The third essay in Idealism and Christian Theology is "Idealistic Panentheism: Reflections on Jonathan Edwards's Account of the God-World Relation" by Jordan Wessling. The essay is avowedly not interpretive, but rather aims at an evaluation of a certain view in philosophical theology, dubbed 'idealistic panentheism,' which has been attributed to Edwards. This view takes the whole created world—including human minds—to be ideas in the mind of God. It is idealistic insofar as it takes reality to be fundamentally mental. It is panentheistic in a literal and straightforward sense: the created world exists in God's mind. However, it is not pantheistic since those ideas that make up the created world are not all there is to God. This makes creation, as Wessling puts it in one place, "a proper part of God" (57).

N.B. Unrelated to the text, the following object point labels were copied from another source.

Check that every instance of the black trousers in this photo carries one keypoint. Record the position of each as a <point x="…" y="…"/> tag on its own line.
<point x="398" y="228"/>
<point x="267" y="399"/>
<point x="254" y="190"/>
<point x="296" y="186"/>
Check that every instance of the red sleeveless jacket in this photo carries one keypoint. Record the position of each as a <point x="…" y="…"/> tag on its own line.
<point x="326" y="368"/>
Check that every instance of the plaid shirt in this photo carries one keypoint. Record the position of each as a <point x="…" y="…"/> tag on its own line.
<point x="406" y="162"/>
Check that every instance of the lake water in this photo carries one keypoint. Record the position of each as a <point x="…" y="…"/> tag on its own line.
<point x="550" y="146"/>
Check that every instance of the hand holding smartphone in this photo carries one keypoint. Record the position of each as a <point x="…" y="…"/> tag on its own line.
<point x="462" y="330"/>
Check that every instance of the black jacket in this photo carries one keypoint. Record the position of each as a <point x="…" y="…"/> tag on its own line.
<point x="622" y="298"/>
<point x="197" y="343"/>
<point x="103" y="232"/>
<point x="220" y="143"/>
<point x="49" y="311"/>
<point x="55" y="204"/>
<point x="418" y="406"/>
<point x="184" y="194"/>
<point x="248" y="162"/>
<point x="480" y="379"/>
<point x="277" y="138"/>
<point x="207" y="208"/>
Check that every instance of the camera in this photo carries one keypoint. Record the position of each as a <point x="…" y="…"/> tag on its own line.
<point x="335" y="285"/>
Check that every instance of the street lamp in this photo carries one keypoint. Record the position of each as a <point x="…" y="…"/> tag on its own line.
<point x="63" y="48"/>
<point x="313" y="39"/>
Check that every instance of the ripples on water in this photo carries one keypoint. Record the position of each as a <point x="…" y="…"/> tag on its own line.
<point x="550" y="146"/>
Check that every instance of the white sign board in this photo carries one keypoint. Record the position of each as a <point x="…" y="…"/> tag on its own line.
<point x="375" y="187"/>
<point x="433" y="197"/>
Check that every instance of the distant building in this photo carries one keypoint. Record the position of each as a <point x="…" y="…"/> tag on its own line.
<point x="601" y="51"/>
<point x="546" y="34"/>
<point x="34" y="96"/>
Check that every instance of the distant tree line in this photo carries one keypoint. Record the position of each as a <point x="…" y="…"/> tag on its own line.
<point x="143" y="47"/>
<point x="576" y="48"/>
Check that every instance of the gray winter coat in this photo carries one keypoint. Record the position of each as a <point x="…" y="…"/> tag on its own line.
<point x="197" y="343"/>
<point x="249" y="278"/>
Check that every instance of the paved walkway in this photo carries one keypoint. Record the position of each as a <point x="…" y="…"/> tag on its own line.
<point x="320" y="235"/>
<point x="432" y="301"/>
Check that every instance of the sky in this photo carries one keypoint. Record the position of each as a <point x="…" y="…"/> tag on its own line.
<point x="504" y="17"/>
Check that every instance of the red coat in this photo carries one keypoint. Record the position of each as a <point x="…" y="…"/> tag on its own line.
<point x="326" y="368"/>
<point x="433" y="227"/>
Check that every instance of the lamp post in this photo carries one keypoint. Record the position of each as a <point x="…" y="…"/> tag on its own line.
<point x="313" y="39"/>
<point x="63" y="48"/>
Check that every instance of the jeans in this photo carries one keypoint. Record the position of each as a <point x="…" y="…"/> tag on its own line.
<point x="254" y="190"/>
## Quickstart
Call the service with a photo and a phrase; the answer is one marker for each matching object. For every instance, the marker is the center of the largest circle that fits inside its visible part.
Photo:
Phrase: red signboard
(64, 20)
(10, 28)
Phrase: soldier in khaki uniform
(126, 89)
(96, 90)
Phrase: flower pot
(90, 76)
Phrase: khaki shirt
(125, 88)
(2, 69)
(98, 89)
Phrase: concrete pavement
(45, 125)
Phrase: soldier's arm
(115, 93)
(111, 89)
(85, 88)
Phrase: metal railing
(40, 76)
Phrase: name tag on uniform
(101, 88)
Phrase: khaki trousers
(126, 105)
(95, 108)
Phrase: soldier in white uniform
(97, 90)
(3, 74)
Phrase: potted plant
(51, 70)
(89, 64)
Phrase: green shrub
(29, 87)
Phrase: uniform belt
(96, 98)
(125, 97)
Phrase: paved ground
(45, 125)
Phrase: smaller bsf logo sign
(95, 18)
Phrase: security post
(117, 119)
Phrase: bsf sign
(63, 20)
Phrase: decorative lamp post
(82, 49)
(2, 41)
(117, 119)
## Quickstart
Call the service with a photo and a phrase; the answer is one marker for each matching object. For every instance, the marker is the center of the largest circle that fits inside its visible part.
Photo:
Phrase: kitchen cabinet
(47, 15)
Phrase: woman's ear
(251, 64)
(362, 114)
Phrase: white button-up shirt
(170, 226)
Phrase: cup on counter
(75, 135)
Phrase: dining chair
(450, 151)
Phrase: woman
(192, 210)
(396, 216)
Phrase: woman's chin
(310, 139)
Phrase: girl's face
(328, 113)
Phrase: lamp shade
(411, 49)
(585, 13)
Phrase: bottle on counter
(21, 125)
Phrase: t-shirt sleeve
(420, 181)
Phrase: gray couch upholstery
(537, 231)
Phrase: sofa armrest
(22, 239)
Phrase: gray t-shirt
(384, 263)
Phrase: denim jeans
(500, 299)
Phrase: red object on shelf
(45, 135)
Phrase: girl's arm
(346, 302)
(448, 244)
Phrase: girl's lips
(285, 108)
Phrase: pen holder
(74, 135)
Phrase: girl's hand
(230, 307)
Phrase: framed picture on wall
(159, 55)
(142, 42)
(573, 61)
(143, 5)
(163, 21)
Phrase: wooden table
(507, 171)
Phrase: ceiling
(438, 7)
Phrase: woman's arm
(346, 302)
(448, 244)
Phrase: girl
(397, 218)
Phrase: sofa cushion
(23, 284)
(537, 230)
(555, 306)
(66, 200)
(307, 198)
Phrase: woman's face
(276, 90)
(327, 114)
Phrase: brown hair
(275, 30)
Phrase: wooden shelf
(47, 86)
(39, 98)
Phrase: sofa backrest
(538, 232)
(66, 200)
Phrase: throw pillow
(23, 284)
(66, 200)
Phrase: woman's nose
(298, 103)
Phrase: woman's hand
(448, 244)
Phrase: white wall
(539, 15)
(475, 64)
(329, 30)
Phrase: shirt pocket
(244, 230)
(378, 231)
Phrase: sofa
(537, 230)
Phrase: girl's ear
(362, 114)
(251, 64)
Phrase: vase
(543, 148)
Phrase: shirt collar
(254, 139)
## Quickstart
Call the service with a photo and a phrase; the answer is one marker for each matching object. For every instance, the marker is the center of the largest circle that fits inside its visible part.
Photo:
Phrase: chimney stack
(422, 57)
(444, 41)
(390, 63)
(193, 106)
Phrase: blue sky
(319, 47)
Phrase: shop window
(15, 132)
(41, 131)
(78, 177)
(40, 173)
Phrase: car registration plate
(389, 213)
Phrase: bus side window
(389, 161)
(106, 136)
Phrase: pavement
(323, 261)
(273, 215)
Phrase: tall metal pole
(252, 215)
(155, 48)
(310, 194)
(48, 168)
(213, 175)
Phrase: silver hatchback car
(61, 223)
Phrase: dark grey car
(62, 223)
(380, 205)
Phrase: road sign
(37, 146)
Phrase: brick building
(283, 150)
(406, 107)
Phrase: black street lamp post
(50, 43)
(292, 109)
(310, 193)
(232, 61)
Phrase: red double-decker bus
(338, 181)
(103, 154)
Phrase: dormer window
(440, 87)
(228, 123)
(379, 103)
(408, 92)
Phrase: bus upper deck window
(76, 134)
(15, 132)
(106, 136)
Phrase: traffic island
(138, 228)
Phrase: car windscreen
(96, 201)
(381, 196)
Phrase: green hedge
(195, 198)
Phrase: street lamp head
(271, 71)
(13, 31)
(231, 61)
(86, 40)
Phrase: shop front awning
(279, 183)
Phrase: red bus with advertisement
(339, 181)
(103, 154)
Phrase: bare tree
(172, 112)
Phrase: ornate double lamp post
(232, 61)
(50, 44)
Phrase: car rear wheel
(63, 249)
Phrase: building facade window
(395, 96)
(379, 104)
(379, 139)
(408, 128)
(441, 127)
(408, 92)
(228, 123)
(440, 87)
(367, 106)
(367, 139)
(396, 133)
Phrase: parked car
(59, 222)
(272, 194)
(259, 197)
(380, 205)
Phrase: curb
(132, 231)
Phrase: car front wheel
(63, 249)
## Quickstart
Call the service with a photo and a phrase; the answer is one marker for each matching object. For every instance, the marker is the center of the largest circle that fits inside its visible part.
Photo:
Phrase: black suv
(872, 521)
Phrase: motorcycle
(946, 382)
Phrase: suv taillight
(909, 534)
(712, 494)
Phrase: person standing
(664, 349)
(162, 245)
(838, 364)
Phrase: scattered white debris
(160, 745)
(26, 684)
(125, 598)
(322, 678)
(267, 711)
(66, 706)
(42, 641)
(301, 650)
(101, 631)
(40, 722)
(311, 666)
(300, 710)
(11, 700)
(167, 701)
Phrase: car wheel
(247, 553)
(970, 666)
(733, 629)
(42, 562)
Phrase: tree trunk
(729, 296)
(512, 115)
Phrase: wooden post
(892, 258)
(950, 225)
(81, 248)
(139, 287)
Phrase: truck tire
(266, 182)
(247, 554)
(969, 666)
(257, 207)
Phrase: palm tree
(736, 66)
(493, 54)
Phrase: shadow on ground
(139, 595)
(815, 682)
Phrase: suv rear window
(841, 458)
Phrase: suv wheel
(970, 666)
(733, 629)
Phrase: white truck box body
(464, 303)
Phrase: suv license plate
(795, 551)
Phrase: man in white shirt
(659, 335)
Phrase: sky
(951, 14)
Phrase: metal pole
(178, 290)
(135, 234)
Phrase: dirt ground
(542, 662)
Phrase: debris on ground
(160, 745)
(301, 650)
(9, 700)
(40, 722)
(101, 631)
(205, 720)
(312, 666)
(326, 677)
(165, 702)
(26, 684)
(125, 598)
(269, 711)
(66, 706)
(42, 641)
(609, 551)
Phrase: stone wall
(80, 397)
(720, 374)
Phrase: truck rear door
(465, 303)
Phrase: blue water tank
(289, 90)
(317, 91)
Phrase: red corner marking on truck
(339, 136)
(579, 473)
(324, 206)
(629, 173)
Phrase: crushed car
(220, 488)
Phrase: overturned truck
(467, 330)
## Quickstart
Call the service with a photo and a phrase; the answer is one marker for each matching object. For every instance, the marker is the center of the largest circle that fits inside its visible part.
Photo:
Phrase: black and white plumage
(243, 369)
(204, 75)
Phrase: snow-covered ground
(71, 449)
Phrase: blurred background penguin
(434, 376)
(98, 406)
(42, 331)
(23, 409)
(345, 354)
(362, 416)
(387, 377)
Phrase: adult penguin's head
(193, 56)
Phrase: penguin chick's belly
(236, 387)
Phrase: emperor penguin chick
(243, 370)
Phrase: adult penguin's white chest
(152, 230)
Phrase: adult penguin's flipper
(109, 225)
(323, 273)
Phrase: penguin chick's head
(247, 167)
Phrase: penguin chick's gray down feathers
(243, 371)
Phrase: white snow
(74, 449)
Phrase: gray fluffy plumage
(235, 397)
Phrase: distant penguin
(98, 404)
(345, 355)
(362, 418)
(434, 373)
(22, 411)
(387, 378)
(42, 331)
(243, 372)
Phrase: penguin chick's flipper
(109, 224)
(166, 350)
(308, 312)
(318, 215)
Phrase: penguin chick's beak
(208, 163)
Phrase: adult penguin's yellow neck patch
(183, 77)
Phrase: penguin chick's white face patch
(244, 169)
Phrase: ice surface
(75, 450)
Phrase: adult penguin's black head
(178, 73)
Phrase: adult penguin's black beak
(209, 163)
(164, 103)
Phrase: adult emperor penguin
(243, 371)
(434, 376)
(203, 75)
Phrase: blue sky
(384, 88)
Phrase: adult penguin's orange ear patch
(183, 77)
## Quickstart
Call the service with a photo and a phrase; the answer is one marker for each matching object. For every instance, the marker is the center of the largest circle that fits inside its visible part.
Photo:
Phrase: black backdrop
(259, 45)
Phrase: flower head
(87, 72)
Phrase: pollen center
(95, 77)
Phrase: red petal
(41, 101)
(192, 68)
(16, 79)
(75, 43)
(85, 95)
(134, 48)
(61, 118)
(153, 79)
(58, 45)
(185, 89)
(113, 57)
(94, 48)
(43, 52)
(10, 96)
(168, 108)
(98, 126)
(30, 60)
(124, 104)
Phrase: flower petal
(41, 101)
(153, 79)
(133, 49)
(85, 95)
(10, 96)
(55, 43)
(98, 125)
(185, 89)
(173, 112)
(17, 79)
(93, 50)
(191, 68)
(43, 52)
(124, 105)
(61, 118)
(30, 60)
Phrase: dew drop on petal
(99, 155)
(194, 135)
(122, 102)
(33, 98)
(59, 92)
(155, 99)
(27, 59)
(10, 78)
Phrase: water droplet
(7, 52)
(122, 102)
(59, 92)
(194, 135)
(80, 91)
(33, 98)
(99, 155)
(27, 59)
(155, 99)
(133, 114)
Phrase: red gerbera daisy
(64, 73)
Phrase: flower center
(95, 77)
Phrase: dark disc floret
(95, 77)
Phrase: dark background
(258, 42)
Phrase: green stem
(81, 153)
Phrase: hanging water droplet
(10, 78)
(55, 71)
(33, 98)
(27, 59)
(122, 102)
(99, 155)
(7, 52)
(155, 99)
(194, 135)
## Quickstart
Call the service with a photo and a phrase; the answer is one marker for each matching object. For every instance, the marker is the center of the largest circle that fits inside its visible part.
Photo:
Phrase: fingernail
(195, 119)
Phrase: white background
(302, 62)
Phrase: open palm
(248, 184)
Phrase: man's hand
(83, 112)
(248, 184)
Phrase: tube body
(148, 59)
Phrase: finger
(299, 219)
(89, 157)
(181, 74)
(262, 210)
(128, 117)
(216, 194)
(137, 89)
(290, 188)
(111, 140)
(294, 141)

Wessling says this view recommends itself as highly parsimonious and as providing compelling accounts of some of the divine attributes, especially omnipresence. He the considers three objections: (1) that the view runs counter to tradition; (2) that the view implies theological determinism and so undermines responses to the problem of evil; and (3) that the view literally locates evil in God, making God morally imperfect. I will only discuss the first of these here.
Wessling essentially dismisses this worry with the remark that panentheism is an avowedly revisionary conception of God, and yet has many adherents today. In light of the fact that his essay is not intended to be historical or interpretive, this seems to me a legitimate response: although some philosophers and theologians may be inclined to reject the view because it is revisionary, the view will still be of interest to many, since panentheism is already taken seriously in theology.
Nevertheless, this response left me with questions (perhaps because I haven't read a lot of contemporary theology, or perhaps because I haven't read a lot of Edwards). How exactly is this Edwardsian idealistic panentheism different from Spinoza? Presumably Edwards wanted it to be, and in fact I'd be surprised if he didn't address this explicitly. Spinoza likewise takes our minds to be God's ideas. Further, Wessling interprets Edwards as holding that "Human persons, for example, are what we might call 'attenuated substances.' ... We might say that, for Edwards, humans (as well as other created minds) are only proximate bearers of properties, but God alone is the ultimate bearer of these properties" (56-57). Again, this sounds very similar to Spinoza. In addition to the fact that the historical Edwards presumably wouldn't have liked this, it raises the question of whether this sort of panentheism can ultimately be distinguished from pantheism. The fact that there is more to God than these ideas is supposed to do the work of distinguishing it from pantheism. But this is not spelled out. If God somehow had a choice as to which of God's ideas were 'real' created objects, and other ideas were mere possibilia, this would help. But exactly how this works, exactly what makes for that difference, is not explored here.